Along with flight to the cities, increased mortality in rural areas, now 1.8 per thousand greater in rural areas than in urban ones, is pushing down the population in many parts of the countries. While the population of Russian cities grew last year by 93,400, that of the rural portions of the country fell by 61,400.
The situation in some regions is especially dire, although no current statistics are available. Officials promise to release them in August, Komrakov says. But despite their absence, data from some regions are available already – and they indicate that the collapse in health care in rural areas is behind the rise in mortality rates there.
In Orel oblast, one of the most ethnically Russian regions of the country, health care has collapsed over the last 25 years. In 1990, there were 12,700 hospital beds for rural residents; in 2000, there were 10,500; now there are only 7500. The number of polyclinics has fallen over the same period from 133 to 85 and the number of nurses by 13 percent.

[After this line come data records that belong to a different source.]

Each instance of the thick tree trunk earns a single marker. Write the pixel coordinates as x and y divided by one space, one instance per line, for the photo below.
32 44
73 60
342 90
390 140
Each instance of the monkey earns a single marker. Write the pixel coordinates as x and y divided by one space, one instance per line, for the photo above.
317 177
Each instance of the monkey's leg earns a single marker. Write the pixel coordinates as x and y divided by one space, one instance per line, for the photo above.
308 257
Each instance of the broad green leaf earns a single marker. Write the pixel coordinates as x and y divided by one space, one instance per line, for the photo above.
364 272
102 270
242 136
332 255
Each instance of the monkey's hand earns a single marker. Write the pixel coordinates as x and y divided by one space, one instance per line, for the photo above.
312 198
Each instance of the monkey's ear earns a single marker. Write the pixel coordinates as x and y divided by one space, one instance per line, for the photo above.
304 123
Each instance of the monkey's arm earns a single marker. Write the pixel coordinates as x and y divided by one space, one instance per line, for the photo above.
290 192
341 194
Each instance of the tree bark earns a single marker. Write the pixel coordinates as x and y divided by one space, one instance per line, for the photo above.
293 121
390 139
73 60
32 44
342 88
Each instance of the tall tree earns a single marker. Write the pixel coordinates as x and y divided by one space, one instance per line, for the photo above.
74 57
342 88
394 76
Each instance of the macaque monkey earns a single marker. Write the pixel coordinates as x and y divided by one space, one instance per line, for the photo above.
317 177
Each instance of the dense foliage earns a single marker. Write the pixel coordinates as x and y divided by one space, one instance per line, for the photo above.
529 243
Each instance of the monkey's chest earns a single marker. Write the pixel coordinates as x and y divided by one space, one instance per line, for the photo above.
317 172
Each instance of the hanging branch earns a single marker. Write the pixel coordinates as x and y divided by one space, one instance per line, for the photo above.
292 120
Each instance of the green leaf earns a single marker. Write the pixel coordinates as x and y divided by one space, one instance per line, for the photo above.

As a result, the “Nezavisimaya gazeta” journalist reports, “if 25 years ago, morality in the oblast stood at 13 deaths per 1,000 residents; in 2015, the rate stood at 16.4 per 1,000, an increase of 26.4 percent.” The situation in Pskov oblast is even worse, and as a result, life expectancies there are five years less than for Russia as a whole.
According to Eduard Gavrilov, director of a health monitoring foundation, there are today “three to four times” fewer doctors in rural areas than in cities and mortality rates in rural areas are “15 to 18 percent higher.” And because there are fewer doctors, fewer people are able to visit them: the number of rural people seeing a doctor fell by 39 million between 2012 and 2015.
Figures for infant mortality also vary widely between rural areas and the cities, according to government statistics, and mortality among women giving birth is much higher in rural areas than in urban ones: In Stavropol kray, 13.6 such women out of a thousand in rural areas are die in childbirth while in cities only 8.9 per thousand do.
The real figures for rural Russia are almost certainly worse than what the government is reporting, Komrakov says, for two reasons. On the one hand, some officials have ordered hospitals not to report more than a certain number of deaths each month regardless of how many there actually are. (See permv.ru/2016/06/22/prikamskiy-minzdrav-vvel-kvoty-na-kol/.)
And on the other, in an additional cost-saving measure, doctors rather than anyone else are responsible for reporting deaths to government statisticians. In the two-thirds of Russian villages where there are no doctors any more, there is no one left to report on deaths and so they are unlikely to be included in Russian government statistics.
Впрочем, по данным Татьяны Голиковой, в 85 тыс. населенных пунктах страны за подобной статистикой вообще никто не следит, так как там нет никаких форм оказания медицинской помощи.